Un autre ouvrage “Les 36 stratagèmes” recueil d’axiomes stratégiques date, lui, de la dynastie Ming entre le XIVème et le XVIIème siècle est tout entier dédié à un art de la ruse parfaitement d’actualité, où les actions de renseignement, de manipulation ou de provocation ont toutes leur place. Aujourd’hui, les services de renseignement chinois fort de cette culture millénaire appliquent à la lettre Sun Tzu : “Ayez des agents partout, soyez instruits de tout, ne négligez rien de ce que vous pouvez apprendre.” Une règle pour des agences d’espionnage partout à l’offensive.
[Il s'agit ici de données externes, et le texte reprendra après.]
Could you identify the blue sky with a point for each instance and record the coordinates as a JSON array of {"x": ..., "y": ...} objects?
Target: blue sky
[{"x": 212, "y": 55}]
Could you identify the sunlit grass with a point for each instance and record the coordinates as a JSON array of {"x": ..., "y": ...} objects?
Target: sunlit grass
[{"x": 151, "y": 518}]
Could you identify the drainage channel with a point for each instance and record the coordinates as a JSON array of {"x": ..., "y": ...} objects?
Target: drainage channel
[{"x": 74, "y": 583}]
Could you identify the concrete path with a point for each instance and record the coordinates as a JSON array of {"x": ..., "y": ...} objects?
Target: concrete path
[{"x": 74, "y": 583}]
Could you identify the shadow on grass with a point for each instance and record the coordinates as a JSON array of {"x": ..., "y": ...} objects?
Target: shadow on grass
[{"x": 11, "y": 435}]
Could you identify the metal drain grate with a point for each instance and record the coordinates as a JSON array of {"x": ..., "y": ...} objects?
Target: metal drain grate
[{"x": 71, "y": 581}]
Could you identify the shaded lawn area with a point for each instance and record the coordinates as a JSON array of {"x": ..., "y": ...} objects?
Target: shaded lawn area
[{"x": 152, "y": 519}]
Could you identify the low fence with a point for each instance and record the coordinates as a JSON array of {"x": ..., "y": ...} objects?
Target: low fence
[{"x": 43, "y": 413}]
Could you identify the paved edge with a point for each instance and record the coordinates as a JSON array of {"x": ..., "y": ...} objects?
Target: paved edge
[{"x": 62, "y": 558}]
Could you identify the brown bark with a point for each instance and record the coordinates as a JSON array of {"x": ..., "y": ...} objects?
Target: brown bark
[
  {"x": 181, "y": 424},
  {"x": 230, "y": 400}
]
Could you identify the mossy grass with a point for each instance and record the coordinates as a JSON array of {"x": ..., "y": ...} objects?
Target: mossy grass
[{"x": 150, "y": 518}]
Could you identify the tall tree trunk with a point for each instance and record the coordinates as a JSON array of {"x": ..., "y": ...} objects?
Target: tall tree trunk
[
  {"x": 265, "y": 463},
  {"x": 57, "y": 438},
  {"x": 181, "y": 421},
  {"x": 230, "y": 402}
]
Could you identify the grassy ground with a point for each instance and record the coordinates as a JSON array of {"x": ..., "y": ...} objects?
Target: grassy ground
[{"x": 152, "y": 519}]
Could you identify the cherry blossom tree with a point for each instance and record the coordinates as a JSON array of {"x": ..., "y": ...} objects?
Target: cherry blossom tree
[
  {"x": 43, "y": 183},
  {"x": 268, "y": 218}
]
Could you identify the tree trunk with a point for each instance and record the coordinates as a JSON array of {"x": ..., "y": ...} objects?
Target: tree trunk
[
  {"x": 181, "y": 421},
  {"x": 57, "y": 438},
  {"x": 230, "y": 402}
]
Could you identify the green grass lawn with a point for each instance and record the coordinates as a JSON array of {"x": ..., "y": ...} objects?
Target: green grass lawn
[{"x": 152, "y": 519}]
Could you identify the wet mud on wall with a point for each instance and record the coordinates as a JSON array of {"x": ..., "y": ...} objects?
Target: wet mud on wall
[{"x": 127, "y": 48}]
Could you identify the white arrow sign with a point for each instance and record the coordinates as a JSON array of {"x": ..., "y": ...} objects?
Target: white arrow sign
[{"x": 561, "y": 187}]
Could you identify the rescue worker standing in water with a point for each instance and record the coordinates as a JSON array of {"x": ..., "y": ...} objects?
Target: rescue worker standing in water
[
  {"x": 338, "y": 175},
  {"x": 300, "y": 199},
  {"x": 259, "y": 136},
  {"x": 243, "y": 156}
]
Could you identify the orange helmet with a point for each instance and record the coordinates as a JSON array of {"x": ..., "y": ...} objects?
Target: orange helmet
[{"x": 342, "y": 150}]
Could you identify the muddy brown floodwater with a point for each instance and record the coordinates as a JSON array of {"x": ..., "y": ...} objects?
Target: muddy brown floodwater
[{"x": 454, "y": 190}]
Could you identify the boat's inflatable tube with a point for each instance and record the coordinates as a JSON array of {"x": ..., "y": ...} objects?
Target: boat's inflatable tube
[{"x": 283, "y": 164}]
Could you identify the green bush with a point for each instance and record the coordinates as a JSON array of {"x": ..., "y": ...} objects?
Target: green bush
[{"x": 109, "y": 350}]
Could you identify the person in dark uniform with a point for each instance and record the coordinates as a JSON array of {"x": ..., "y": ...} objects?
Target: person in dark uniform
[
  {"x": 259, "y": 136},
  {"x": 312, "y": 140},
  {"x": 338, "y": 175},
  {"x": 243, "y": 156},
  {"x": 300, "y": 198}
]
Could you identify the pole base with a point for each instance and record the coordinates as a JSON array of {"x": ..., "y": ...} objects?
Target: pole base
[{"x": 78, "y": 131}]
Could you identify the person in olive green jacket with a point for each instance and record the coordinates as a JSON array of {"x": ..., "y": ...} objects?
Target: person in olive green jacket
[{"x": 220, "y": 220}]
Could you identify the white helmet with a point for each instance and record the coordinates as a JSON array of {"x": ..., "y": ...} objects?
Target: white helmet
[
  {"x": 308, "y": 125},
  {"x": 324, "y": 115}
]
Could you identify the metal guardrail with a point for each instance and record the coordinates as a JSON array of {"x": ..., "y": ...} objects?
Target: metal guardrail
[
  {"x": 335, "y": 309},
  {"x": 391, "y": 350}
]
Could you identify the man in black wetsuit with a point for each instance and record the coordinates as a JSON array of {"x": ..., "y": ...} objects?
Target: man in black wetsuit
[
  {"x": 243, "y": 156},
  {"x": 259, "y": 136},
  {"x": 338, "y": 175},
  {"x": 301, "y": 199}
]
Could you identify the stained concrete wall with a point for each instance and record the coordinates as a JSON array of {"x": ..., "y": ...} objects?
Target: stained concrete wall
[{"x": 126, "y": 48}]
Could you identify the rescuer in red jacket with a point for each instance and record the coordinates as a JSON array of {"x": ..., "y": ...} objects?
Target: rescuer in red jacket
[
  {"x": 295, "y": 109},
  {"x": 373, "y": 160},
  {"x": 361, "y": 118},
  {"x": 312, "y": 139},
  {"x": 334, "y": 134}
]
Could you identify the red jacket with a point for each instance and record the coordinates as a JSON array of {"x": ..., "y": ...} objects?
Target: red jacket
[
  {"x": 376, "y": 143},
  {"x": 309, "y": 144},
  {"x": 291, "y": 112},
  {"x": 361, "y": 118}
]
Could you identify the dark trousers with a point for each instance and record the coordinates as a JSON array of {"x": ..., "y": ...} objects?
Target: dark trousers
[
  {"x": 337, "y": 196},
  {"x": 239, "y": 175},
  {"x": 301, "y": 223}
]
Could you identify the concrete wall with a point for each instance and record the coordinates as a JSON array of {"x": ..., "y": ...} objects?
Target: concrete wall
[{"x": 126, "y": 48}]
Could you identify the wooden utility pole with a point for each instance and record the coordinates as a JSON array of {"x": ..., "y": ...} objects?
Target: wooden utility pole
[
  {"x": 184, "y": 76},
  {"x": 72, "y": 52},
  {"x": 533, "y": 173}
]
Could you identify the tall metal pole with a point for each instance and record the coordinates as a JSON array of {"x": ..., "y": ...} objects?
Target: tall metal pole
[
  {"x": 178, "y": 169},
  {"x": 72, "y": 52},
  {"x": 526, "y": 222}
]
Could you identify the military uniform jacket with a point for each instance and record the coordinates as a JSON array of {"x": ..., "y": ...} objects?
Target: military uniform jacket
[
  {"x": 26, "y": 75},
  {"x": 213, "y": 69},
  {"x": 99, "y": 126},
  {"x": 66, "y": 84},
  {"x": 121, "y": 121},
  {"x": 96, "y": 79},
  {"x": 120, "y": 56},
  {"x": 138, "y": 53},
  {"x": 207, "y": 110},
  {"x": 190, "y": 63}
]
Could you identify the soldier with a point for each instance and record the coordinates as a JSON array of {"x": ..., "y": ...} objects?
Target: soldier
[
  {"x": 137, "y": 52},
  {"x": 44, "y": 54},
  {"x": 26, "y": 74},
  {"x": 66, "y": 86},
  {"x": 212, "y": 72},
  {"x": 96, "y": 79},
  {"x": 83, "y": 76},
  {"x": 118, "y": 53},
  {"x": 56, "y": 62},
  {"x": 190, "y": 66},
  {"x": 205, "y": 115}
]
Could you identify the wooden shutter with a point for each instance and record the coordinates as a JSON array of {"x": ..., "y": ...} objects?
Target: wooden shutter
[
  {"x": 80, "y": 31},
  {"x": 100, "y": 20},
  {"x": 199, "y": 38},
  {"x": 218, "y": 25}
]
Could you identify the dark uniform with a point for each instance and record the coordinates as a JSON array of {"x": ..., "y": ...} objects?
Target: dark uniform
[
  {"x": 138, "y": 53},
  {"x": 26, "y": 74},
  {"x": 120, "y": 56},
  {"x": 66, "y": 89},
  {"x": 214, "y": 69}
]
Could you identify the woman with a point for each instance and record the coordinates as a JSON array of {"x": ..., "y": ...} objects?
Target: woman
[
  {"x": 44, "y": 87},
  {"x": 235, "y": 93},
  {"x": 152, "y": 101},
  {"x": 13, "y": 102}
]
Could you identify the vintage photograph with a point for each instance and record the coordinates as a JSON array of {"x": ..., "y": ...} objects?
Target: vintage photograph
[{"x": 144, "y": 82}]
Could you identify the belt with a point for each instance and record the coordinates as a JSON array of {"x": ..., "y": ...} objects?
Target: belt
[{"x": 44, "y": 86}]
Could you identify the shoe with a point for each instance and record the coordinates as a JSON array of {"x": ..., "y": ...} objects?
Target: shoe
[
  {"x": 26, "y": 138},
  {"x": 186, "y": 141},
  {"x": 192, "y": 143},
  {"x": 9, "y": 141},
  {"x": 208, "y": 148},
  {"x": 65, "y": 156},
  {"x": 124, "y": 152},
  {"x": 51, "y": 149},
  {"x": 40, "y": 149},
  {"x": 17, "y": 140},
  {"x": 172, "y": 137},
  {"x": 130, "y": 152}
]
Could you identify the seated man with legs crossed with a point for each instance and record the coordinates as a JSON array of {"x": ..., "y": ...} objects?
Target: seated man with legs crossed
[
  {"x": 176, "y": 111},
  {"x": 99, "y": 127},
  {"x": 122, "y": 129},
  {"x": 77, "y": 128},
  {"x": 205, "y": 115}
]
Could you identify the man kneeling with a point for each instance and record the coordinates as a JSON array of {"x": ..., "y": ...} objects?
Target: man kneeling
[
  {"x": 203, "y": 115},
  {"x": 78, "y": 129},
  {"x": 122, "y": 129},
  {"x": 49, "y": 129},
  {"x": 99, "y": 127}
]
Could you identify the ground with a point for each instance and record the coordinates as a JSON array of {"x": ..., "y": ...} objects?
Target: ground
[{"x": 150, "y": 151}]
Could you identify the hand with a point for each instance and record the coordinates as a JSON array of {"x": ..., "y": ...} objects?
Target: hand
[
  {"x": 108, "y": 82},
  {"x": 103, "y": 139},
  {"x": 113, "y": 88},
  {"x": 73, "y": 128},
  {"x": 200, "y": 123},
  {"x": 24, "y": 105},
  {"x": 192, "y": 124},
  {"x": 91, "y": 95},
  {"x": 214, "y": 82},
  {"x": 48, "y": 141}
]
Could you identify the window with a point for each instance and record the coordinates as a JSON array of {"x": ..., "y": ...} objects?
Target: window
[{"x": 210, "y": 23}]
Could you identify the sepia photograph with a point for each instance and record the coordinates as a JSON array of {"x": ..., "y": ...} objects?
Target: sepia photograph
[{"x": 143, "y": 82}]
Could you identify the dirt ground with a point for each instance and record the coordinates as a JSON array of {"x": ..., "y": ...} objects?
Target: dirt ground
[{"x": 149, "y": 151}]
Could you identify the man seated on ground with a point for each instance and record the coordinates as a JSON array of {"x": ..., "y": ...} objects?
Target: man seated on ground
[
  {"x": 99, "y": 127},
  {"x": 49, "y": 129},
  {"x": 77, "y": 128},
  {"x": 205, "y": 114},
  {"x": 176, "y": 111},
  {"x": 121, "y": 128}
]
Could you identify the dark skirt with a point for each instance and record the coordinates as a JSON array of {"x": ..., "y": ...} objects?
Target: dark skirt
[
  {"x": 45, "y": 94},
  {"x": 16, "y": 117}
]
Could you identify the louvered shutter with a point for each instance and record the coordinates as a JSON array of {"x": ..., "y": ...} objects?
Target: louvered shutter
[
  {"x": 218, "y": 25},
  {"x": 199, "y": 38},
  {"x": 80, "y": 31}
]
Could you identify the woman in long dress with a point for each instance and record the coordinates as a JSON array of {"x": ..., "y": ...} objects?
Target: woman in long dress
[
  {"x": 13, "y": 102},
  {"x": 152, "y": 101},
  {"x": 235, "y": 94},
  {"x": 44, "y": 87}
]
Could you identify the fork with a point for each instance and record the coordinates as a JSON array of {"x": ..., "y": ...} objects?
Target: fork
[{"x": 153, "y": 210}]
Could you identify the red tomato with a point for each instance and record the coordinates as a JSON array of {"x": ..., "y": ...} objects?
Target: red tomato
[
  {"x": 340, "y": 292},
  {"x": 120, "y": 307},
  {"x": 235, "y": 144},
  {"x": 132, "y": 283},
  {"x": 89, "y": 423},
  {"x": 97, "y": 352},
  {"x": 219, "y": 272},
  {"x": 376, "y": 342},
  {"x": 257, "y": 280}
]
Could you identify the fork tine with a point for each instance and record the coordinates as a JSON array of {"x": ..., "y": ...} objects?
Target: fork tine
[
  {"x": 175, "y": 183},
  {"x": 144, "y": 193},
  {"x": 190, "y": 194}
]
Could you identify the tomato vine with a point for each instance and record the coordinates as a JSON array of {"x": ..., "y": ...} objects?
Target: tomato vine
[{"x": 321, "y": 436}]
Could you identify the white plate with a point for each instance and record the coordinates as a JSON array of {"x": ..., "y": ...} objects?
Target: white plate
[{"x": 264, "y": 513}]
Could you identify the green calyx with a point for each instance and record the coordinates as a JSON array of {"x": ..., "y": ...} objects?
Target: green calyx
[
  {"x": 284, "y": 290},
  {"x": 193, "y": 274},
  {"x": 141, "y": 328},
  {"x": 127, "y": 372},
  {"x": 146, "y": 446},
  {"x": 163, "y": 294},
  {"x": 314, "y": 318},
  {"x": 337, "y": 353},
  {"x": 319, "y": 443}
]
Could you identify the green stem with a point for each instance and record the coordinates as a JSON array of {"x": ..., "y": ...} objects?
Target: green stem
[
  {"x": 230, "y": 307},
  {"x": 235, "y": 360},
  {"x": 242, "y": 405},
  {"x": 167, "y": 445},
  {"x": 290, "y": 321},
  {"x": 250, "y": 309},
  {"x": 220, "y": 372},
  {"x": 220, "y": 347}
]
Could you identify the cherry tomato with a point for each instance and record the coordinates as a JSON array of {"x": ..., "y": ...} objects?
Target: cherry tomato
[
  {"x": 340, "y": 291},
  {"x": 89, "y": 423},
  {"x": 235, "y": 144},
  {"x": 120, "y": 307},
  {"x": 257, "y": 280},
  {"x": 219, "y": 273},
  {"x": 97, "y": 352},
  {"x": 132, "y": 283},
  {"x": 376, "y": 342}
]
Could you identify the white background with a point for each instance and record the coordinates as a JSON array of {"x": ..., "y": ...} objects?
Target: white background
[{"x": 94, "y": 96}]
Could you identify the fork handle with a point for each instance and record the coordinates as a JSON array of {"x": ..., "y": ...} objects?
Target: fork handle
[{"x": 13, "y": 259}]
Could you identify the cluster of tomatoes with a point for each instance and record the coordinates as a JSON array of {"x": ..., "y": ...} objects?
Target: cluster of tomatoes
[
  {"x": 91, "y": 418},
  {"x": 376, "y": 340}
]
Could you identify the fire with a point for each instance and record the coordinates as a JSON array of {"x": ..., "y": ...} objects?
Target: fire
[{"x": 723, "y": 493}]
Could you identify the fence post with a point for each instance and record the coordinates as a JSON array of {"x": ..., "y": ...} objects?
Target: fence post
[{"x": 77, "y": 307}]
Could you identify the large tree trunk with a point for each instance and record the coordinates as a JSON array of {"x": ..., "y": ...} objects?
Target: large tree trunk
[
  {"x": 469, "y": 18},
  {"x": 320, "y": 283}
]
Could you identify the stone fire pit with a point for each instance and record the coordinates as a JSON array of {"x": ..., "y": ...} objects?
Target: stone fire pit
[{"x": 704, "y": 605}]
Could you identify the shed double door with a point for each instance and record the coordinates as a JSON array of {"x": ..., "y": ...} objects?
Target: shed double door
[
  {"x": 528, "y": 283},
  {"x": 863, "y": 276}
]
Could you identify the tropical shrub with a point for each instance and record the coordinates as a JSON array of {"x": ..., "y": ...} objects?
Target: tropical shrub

 Certains estiment que l’art chinois de la guerre secrète remonte à plus de 5000 ans, bien avant Sun Tzu. Peut-être. Mais le général chinois exprime une philosophie du conflit très différente de la nôtre. Si “la France s’est faite à coups d’épée” comme disait le général de Gaulle, la Chine se serait-elle faite à coup d’intrigues ? De fait, la conflictualité à la chinoise était loin de la façon violente dont l’Occident considère la guerre. La pratique de la ruse permettait d’éviter les conflits frontaux. Est-ce toujours vrai ? L’impérialisme économique chinois se déploie avec force. La République populaire s’arme, menace, s’allie avec les bellicistes russes, laisse faire les provocateurs de la Corée du Nord….

Est-ce les Soviétiques, pour une part leur mentor en matière d’espionnage avant même l’avènement de la République populaire, qui ont introduit dans l’art chinois du renseignement cette agressivité sans limites manifestée aujourd’hui ? On est désormais en tout cas bien loin de l’humanisme confucéen.